Is outcome responsibility at work emotionally exhausting? Investigating employee proactivity as a moderator.
研究结果责任与情绪耗竭的关系,发现员工主动性高时,结果责任反而降低情绪耗竭;主动性低时则无显著影响。对管理者和HR在选拔与培训高责任岗位员工有参考价值。
This study investigates the relationship between outcome responsibility and employees' well-being in terms of emotional exhaustion. Outcome responsibility is a job demand implying that employees' decisions at work have high material and/or nonmaterial consequences. Previous research indicates that outcome responsibility can have both positive and negative effects on employee well-being. Based on the person-job fit approach we hypothesize that whether or not outcome responsibility is positively or negatively related to emotional exhaustion depends on whether employees' behavioral style fits with this job demand. We investigate the role of proactive behavior as a personal resource that fits with high responsibility.
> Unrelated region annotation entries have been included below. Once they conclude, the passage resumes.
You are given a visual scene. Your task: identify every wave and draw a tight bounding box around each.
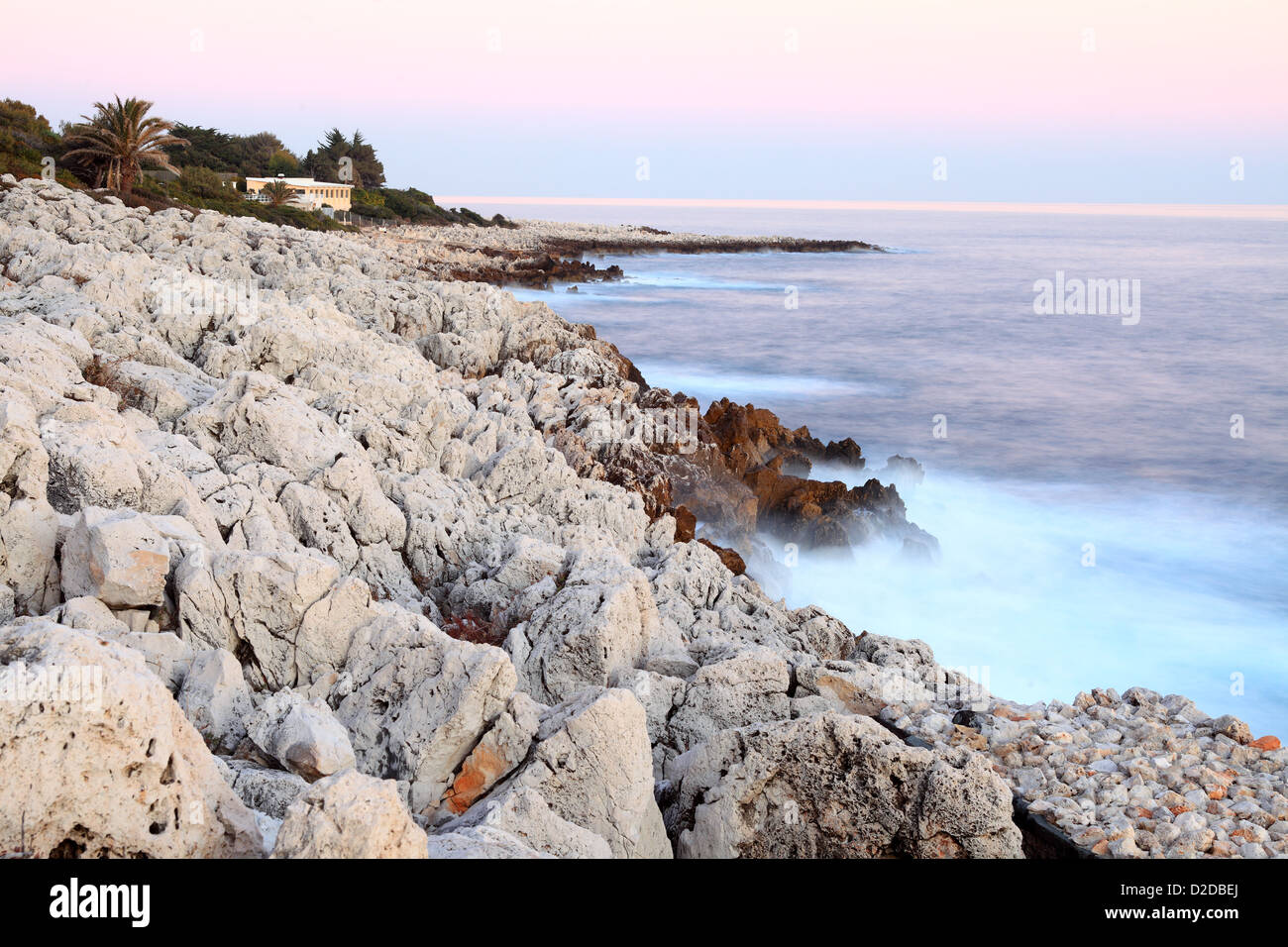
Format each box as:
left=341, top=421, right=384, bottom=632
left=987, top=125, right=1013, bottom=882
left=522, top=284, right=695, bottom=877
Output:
left=764, top=472, right=1288, bottom=733
left=635, top=361, right=889, bottom=404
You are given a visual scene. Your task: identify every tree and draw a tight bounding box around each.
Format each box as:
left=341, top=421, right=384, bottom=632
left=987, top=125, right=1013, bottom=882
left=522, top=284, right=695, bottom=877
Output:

We test our hypothesis in a multisource study among 138 employee-colleague dyads. Results of hierarchical moderated regression analysis reveal that peer-rated proactive behavior moderates the relationship between outcome responsibility and emotional exhaustion, such that the relationship is negative for employees showing high and nonsignificant for employees showing low proactivity. This finding holds also when controlling for trait positive and negative affect. The current study contributes to previous research on job design, proactivity, and occupational well-being and offers practical implications in terms of selection and training of employees for jobs high in outcome responsibility.